Die Frauen hätten heute mehr Selbstvertrauen, meint sie. Früher liefen beispielsweise viele Unternehmen, die eigentlich von Frauen im Privatsektor gegründet und geleitet wurden, oft nach Außen hin im Namen des Bruders oder Vaters. Heute sind sie offiziell in ihrem Besitz und laufen unter dem Namen der Frauen, berichtet Malika.
Während der Anteil katarischer Frauen auf dem Arbeitsmarkt noch etwas hinter dem in Deutschland hinterherhinkt, ist ihr Anteil an den Universitäten extrem hoch, besonders in technischen Studienfächern. An der Texas A&A University, einem Ableger der amerikanischen Universität in Doha, sind 46 Prozent der eingeschriebenen Hochschüler Frauen. Zum Vergleich, an der TU in Berlin sind es nur 36 Prozent.
"Nicht nur an den Schulen, auch an den vielen Universitäten, die hier in den letzten Jahren entstanden sind, studieren Männer und Frauen zusammen in den gleichen Klassen. Da hat sich wirklich viel bewegt“, sagt Malika.
Auch im persönlichen Bereich hätte sich in den letzten Jahren viel geändert, nicht zuletzt auch durch die WM, erzählen die beiden Frauen. "Viele katarische Frauen besuchen die Fußballspiele. Das war früher nur den Männern vorbehalten“, schildert Malika die Situation. Heute sei das kein Thema mehr. Die Familien hätten nichts dagegen, dass ihre Töchter ins Stadion gehen oder ins Restaurant oder dass sie sich mit ihren Freundinnen treffen.
Die größte Restriktion für die Frauen in Katar besteht, wie in allen Golfstaaten, in dem gesetzlich festgeschrieben Vormund-System (arab. wali). Es legt fest, dass Frauen bis zum 25. Lebensjahr viele Schlüsselentscheidungen ihres Lebens nicht ohne die Zustimmung eines männlichen Vormundes, also des Vaters, Bruders oder Ehemannes, treffen dürfen. Das betrifft Entscheidungen beim Heiraten, beim Studieren im Ausland, der Annahme von Stipendien oder bei der Arbeit im Staatsdienst.

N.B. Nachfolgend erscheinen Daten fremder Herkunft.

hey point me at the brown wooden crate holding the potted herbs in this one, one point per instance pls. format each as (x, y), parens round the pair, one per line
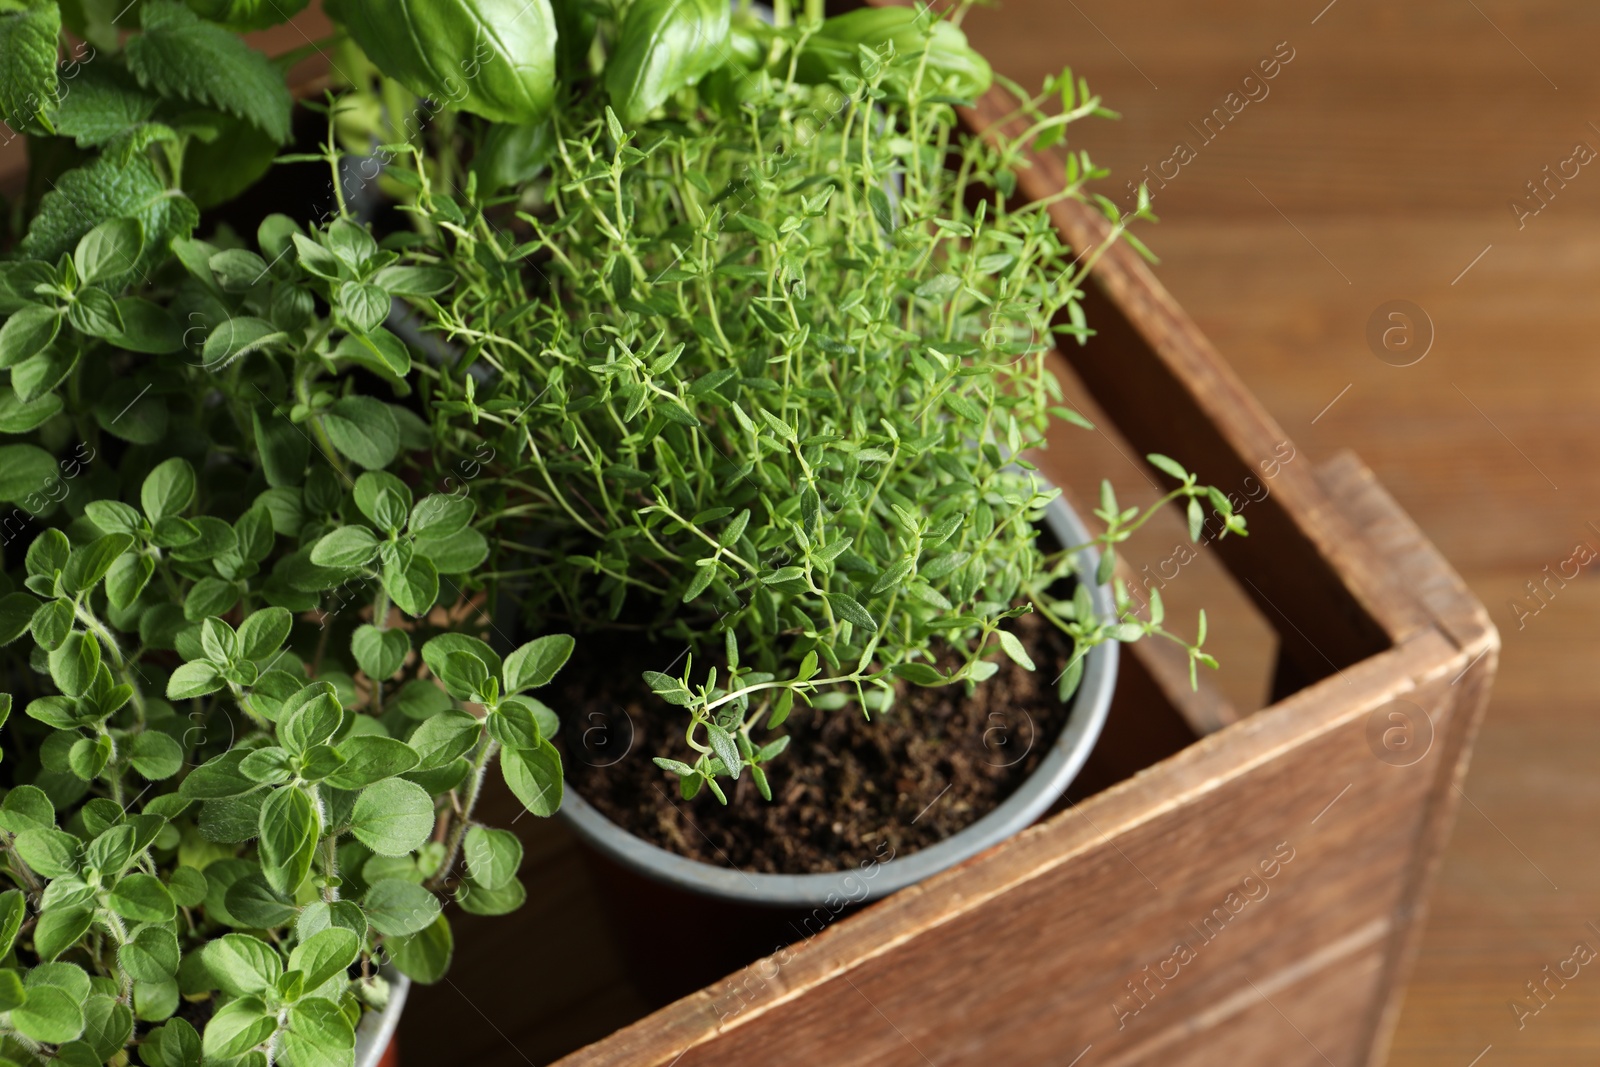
(1222, 889)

"Der gesellschaftliche Konsens weist nach vorne“
Es ist ein Thema, über das Malika und Maryam nicht so gerne sprechen. Viel hänge davon ab, ob die Frauen aus einer konservativen oder weltoffenen Familie stammen, sagt Malika. "Ehrlich gesagt, die katarische Gesellschaft ist sehr in sich geschlossen. Es gibt konservative Familien, die den Frauen Restriktionen auferlegen und es gibt andere offenere Familien“, meint sie.
Am Ende käme es aber zu einem stetig neu ausgehandelten gesellschaftlichen Konsens, der nach vorne weise, sind sich Malika und Maryam einig. "Immer mehr Familien lassen den Frauen mehr Freiheiten. Sie sagen, wenn eine Frau einen respektablen Arbeitsplatz hat, dann unterstützen wir sie“, fasst Malika die Entwicklung zusammen.
Und selbst bei konservativen Familien gäbe es Wege für Frauen zu verreisen, erzählt sie und nennt das Beispiel einer Kollegin, die in einer staatlichen Institution arbeitet. Sie wurde auf Dienstreise geschickt und als ein männlicher Verwandte sich dem entgegenstellen wollte, wurde einfach beschlossen, dass er auch mitfährt - auf Staatskosten.